プリンスはアルミフレーム全盛時代の1997年に、ピナレロ初(世界初と言われることもある)のシートステイのみカーボンチューブを採用する「カーボンバック」という技術をまとってデビューします。

フルカーボンフレームがまだあり得ないほどの高額だった時代でしたので、一部だけでもカーボンを使用したこのモデルは目新しさもあり、最大納期1年待ちという記録が残っているほど爆発的人気を誇りました。

フルカーボン全盛の今でこそカーボンバックはほぼ見られなくなり、今後追加発表も考えられますが、2018年8月時点おの情報からはピナレロからも姿を消すことになりそうです。

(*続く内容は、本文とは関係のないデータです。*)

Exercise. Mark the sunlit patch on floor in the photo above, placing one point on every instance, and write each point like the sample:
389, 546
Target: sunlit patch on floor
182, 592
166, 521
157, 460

しかし、当時はこの画期的な構造を多くのメーカーがコピーしていたように、レースで勝ち続けるピナレロに追従したいという、風潮が如実に表れていたようです。

ピナレロ「プリンス」の歴史②~初のONDAフォーク搭載モデルへ

2019年にフルモデルチェンジとなる、ピナレロのプリンスの歴史を振り返っています。

カーボンバックの初代に続いたのは、今のピナレロの象徴でもある波打つフロントフォーク「ONDA(オンダ)」を初めて搭載した「プリンスSL」でした。

空力性能と剛性のバランスを取るピナレロ独自のオンダの技術は、異次元のハンドリング性能と衝撃吸収性を持ち、現代まで継承され続けている技術です。

そして、3代目のプリンスは、2008年フルカーボンのフラッグシップモデルとして登場します。

バイシクルマガジン誌の「レースバイクオブザイヤー」を、初登場からいきなり2年連続で獲得するなど、カーボンフレームの開発に出遅れた感のあったピナレロにとって、間違いなく大きな転機となったモデルです。

プリンスに乗り、2009年の「ブエルタ・ア・エスパーニャ」を総合優勝した「アレハンドロ・バルベルデ」の活躍も非常に大きかったと言われています。

ピナレロ「プリンス」の歴史③~冬から春へ

引き続き、ピナレロ・プリンスの歴史を振り返ります。

2009年に世界初の左右非対称ロードバイクとなる「DOGMA(ドグマ) 60.1」が登場して以来、プリンスはレースの世界から退き、数年間ラインナップからも外れます。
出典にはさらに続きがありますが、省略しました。